Feel free to say hi first. Claude is built for programming, so it tends to jump into building things. But you can also just chat: "No coding, let's just talk: how are you today?" Claude Code is the same Claude you might know from claude.ai, just running in your terminal with access to your files.
5. Build Your App
Now for the magic. Tell Claude what to build. Here's an example, but feel free to describe anything you want:
Create a personal website for a product designer with a hero section, an about section, and a contact form. Add a dark mode toggle.
Tipp: Give Claude some context like a PDF, your resume, a website url, some images, a recent design project you did. You can just drop files in the project folder and tell Claude to look at them.
Or describe something else entirely:
- An app idea you've had
- A tool that would make your life easier
- A landing page for your client
- Literally anything
Watch Claude work. It will create files, write code, and set up everything needed. If Claude asks questions, answer naturally. "Yes, that sounds good" or "Make the background darker." Claude understands plain English.
During your first build, Claude will maybe ask to install some tools, for example:
- Homebrew — A tool that installs other tools. Think of it as an app store for yourTerminal.
- Node.js / npm — Runs JavaScript code. Most modern web projects need it.
These are standard, safe tools that millions of developers use daily. Say yes. The tools stay on your Mac and you can use them for other projects later.
Sometimes Claude will ask you to run an install command in a separate terminal window.
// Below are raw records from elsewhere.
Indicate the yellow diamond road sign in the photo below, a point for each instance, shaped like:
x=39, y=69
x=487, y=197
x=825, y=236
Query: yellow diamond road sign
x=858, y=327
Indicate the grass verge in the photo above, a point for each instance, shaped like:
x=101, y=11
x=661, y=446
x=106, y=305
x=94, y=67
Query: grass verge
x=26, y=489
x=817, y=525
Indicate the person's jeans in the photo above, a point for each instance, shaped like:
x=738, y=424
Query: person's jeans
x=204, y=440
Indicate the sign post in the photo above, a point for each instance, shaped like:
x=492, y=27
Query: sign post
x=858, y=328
No problem. Just open a new Terminal window (Cmd+N). It's like having multiple browser tabs. Each terminal window has its own location and runs independently.
If something goes wrong during installation, ask Claude. That's the beauty of having it running. You now have an expert to ask about anything. "This install failed, what do I do?" works great.
When Claude is done, ask it to preview:
Start the dev server so I can preview this
Claude will give you a URL (usually http://localhost:3000 or similar). Open it in your browser.
You have a website. Click around. This is real code that you directed an AI to build.
Right now it's only available on your computer (your localhost). We'll deploy it to the internet in the next step.
6. Deploy to the Internet
Your website only exists on your computer. Let's put it online.
Help me deploy this to Vercel
Vercel is a hosting platform. It puts your website on the internet so anyone can visit it. Free for personal projects.
Claude will walk you through the process:
- Creating a free Vercel account (just needs an email)
- Connecting your project
- Deploying with one command
This might involve a few back-and-forths. Claude may open browser windows for you to sign up or authorize things. Just follow along.
When done, you get a real URL like
https://my-first-app-abc123.vercel.app
Vercel's free tier is generous. Your site stays online indefinitely. You can connect a custom domain later if you want a nicer URL.
Open it on your phone. Show someone. It's live. Anyone can see it.
What Just Happened
You opened Terminal, installed Claude Code, built a website, and deployed it to a live URL. That's the core workflow: describe what you want, Claude builds it, you ship it.
You probably approved some things without fully understanding them. That's okay for now. Part 2 explains what's actually happening: what Terminal is, how files are organized, why Git exists. So you can work confidently, not just hope things work.
Part 1 complete. Hurdle jumped.
You now have a live website and the basic workflow down. Part 2 goes deeper into understanding the environment.